Another point of interest is to analyze the impact of the da Vinci Xi surgical system on perioperative outcomes of patients undergoing RAPN. As the da Vinci Xi surgical system was used for all patients undergoing RAPN in this series, it is impossible to compare the utility of the da Vinci Xi with that of the previous versions S or Si. However, we consider the technical difficulty of RAPN to be significantly reduced by using the Xi system. In particular, the use of the Xi system enables the instruments to smoothly work without colliding with each other in a narrow operative field during RAPN, irrespective of several conditions such as surgical approach (transperitoneal vs. retroperitoneal) [8]. Such features of the Xi system may allow surgeons, even those without adequate experience with robotic surgery, to acquire the surgical skills required for RAPN.

Here, we wish to emphasize several limitations of this study. First, this was a retrospective comparative study with a small sample size. Second, it is difficult to present the data concerning long-term renal functional as well as prognostic issues due to the short observation period. Finally, RAPN for all patients was performed by a single surgeon, whereas multiple surgeons, including those who had little experience with major surgeries, were involved in OPN. This difference may affect the present outcomes.
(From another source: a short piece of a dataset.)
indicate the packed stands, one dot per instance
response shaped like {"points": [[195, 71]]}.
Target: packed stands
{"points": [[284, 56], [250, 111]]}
In conclusion, we here described our initial experience with RAPN for 50 patients with small renal masses using the da Vinci Xi surgical system, and compared the outcomes of RAPN with those of conventional OPN at our institution. After adjusting backgrounds between the OPN and RAPN groups by propensity-score matching, no significant differences in the major characteristics were noted between these 2 groups; however, RAPN was found to be superior to OPN based on several important perioperative outcomes. Furthermore, trifecta outcome after RAPN was also markedly favorable compared with that after OPN, and the selection of RAPN appeared to be independently associated with improved trifecta outcome. Collectively, these findings suggest that it is possible to perform RAPN with the latest robotic platform, da Vinci Xi, and achieve satisfactory perioperative outcomes after PN for patients with small renal masses.